Table 8: Model calibration for stock and sentiment index

Using the calibrated parameters. we obtain the call option prices based on the jump-diffusion bivariate model and the results are presented in Table 8. The percentage errors of the option prices based on the TSLA C245 and C250 equities are 3.2% and 0.6%, respectively. Whereas, the percentage error of the option prices based on NVDA C435 and C370 equities are -3.9% and 2.0%, respectively. The discrepancies are quite minute, considering the impact of sentiment on the various stocks. We further investigate the impact of the delay parameter τ on the option values and the results are presented in Table 9. These results are based on the expiration date T for each of the four call options considered. The delay τ is varied from 1 week to 4 weeks, where each week represents the appropriate trading days. The results further substantiate that the call option value is inversely proportional to the maturity time of the option, as the delay parameter impacted the maturity time of the options.

Table 9: Impact of delay parameter on option values

Remark 4.1. It is worth noting that the stochastic factor P = {Pt, t ≥ 0} which represents the sentiment index of the stocks is fully dependent on the choice of the initial function ϕ(0) as noted in equation 2.2. Also, we considered the effect of the past Google trend since the model assumes that the sentiment index P explicitly affect the current price of the stock up to a certain time t−τ. Thus, careful consideration should be taken when choosing the ϕ(0) since the call option prices increase with respect to the initial sentiment. After a series of experiments and due to the nature of our data, we chose ϕ(0) = 0.01 for TSLA and ϕ(0) = 0.001 for the NFLX and NVDA.

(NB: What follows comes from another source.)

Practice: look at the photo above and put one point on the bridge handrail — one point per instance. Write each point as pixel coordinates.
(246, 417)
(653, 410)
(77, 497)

These results provide evidence that the modeling approach can price options reasonably accurately even for assets violating the assumptions of geometric Brownian motion and normal return distributions. Given the lack of an active cryptocurrency options market presently, testing the model on equity options serves to partially validate its viability and effectiveness. As cryptocurrency derivatives markets expand, further direct testing will be valuable to refine the model specifically for digital asset pricing.

4.4. Limitations of the efficiency and no-arbitrage assumptions

This paper makes the standard assumptions of market efficiency and no arbitrage opportunities in developing the jump-diffusion model framework. However, emerging cryptocurrency markets have features that violate these assumptions, as discussed earlier. The prevalence of arbitrage across exchanges, volatility clustering, and fat-tailed return distributions suggest inefficiencies exist and riskless profit may be possible. Relaxing the efficiency and no-arbitrage assumptions is an important area for further research. Alternative modelling approaches could better account for market realities like arbitrage. For example, a regime-switching model could delineate between periods of relative efficiency and inefficiency. Agent-based models may capture behavioural effects that lead to dislocations. Automated arbitrage trading algorithms also warrant study. Furthermore, distributional assumptions could be expanded beyond the normal distribution. Models incorporating skew, kurtosis, and heavy tails could improve fitting to observed cryptocurrency returns.

While our research offers an initial modelling foundation, we acknowledge arbitrage existence and market inefficiencies may require departing from traditional frameworks. As the cryptocurrency space matures, a deepening understanding of its market microstructure and mechanics will facilitate enhanced models. Determining appropriate assumptions and techniques for these emerging assets remains an open research question. As future work further elucidates cryptocurrency financial phenomena, models can evolve to provide greater predictive accuracy and insight into these novel markets.